Date: 2007-03-04 07:30 pm (UTC)
It seems to me -- based primarily on my reading of Jesus' parable of the landlord and his workers -- that God's notion of what is fair does not necessarily match up with what we human beings want to think of as fair. God gives equal wages to all of his workers, no matter when they started, but as human beings we think we deserve more money because we started earlier. Recent primate studies have suggested that this human notion of fairness has its roots in our evolutionary heritage (I love thinking of sin as holdover behaviors from our evolutionary heritage -- it makes so much sense to me!).
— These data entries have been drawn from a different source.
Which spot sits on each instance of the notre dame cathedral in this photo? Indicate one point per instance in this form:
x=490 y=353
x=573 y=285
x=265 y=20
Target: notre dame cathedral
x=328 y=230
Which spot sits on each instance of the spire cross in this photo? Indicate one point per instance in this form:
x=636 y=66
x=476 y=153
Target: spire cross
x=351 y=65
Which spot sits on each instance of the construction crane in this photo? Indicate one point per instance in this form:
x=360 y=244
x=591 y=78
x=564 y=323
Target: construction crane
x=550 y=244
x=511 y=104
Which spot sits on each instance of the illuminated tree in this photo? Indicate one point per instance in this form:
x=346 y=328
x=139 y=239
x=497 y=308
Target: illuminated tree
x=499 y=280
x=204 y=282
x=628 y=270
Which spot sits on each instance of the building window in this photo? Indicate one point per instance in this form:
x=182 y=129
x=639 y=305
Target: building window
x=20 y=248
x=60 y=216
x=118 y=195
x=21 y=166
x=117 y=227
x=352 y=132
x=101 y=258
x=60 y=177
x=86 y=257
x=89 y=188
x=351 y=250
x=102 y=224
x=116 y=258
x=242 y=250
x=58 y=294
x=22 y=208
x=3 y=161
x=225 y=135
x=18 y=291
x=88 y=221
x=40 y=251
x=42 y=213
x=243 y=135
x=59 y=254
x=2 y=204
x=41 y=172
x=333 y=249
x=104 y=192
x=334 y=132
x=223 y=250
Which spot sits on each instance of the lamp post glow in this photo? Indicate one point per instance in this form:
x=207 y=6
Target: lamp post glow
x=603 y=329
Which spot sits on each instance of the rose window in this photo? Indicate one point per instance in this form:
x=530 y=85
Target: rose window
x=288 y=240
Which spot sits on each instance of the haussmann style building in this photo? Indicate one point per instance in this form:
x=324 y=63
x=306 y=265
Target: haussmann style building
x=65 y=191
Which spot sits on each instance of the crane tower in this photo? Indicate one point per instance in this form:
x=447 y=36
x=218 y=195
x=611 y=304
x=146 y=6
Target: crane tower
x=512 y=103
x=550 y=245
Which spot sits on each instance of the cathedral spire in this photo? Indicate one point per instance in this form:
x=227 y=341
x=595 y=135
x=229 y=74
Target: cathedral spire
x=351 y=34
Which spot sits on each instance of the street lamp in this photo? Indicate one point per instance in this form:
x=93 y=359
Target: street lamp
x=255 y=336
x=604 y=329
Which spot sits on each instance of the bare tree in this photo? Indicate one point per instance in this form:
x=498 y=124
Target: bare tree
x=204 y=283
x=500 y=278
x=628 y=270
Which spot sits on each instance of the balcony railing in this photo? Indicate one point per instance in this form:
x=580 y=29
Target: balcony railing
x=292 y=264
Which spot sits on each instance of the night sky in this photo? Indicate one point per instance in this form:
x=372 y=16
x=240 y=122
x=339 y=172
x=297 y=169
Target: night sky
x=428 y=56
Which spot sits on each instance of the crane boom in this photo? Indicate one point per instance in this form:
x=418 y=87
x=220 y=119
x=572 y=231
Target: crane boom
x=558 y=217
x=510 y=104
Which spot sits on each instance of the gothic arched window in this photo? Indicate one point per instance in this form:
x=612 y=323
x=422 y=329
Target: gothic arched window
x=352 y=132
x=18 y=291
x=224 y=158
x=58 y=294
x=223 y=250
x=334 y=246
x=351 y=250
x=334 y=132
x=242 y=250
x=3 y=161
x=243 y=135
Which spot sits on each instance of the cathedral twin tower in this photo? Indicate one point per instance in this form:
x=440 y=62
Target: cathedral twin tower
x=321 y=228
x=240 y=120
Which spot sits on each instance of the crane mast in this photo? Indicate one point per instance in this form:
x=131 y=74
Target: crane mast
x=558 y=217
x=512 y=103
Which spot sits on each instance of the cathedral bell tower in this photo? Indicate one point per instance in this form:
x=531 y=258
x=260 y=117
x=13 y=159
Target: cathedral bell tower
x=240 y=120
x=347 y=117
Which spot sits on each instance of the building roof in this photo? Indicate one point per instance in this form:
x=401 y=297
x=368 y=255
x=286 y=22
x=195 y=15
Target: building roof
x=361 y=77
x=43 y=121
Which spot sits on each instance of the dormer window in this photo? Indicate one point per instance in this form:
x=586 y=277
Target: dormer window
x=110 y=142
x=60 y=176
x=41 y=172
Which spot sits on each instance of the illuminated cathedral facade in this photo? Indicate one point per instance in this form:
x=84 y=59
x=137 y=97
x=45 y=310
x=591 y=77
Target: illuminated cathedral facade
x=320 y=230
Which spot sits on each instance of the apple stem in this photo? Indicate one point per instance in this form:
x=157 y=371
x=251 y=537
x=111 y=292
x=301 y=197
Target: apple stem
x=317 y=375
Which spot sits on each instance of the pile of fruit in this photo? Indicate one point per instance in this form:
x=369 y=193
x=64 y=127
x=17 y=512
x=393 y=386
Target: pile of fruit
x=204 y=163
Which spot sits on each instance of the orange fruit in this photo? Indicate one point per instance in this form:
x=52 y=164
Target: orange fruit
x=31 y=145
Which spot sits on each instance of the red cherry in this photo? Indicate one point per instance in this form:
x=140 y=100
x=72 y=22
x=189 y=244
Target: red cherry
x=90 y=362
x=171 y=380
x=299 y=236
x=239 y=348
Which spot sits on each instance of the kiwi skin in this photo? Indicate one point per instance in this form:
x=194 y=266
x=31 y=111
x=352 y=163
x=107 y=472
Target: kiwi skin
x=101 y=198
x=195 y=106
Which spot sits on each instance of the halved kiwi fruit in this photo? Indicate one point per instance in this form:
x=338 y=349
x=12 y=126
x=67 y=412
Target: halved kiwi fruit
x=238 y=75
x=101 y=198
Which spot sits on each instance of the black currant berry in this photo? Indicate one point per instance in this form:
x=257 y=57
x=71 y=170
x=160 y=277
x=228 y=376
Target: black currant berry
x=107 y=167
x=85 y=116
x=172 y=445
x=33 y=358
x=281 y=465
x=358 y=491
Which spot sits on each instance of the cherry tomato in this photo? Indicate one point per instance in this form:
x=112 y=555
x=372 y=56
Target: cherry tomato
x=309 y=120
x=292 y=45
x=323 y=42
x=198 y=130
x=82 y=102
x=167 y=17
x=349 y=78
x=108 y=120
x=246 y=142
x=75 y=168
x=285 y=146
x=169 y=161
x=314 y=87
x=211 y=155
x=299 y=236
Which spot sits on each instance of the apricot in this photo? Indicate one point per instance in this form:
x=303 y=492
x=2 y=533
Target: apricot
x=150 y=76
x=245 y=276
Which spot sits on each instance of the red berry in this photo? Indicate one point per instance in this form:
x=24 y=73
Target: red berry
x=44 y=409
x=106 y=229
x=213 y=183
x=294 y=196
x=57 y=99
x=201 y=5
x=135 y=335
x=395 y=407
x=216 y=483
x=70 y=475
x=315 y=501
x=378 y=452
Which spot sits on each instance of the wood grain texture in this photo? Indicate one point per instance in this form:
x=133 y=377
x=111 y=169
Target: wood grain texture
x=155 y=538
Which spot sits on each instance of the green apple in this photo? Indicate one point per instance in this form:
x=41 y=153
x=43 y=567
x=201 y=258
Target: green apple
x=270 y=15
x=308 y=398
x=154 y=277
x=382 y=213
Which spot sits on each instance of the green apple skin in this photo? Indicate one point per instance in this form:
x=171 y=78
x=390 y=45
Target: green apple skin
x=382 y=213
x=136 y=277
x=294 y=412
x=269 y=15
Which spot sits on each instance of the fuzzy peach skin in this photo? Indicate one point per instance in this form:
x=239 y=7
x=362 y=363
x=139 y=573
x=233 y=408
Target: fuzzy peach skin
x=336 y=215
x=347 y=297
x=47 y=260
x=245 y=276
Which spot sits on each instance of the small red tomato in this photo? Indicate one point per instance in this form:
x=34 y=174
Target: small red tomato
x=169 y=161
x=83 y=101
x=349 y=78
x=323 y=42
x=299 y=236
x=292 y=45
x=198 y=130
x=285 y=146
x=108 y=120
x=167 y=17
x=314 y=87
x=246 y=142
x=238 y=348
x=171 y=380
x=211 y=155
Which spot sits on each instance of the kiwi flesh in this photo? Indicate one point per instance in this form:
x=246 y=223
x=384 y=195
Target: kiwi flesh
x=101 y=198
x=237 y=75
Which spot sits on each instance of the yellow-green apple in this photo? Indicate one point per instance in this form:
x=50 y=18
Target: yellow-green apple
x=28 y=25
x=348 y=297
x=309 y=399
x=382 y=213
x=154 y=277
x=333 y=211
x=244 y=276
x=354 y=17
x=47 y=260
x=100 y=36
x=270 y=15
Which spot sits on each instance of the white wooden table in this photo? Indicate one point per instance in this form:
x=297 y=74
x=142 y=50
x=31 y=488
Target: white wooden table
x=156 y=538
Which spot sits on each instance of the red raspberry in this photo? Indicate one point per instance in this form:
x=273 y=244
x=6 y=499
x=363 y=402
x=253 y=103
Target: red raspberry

Extending on that, I don't know if human standards of justice, which are usually meant to keep a society going, apply in a divine milieu. We can take the worst case scenario of a serial killer who has a neurological or physiological abnormality which compels him to kill despite his knowing that it's wrong to do so. A human standard of justice would put this person away in prison, if for no other reason than because we want to keep the rest of society safe from him (I guess this is part of an incapacitation model of punishment). Specific and general deterrence aren't necessarily realistic models of punishment; if they were, then crime would always go down instead of going up. Rehabilitation is appropriate in some cases, but in other cases -- such as with our hypothetical serial killer -- it is impossible (if for no other reason than because we lack the technology to fix that kind of neurological or physiological abnormality).

I'd suppose, then, that God would have His own way of handling such a person. Does God punish him because he was a serial killer? Or does God reward him for doing his best to overcome his compulsions and not killing as many people as his compulsions would have forced him to? If the compulsions are part of a physiological or neurological issue, then is it really the killer's fault that he was a killer?

The point is that there may be a hell, but I don't know if we're fit, as fallen and imperfect human beings, to decide what the nature of hell really is, or to speculate on whom God has put into Hell and why. Through Jesus we have some insight into the nature of God's love, but we're also cautioned not to judge on this matter.

Traditional models of Hell and God make God to be an obnoxious and whimsical being who punishes for no very good reason. I think that these models are based on human notions of justice and punishment, and are therefore inappropriate for speculating on God's notions of justice and punishment.

There. Having solved that problem, I shall move on to world hunger.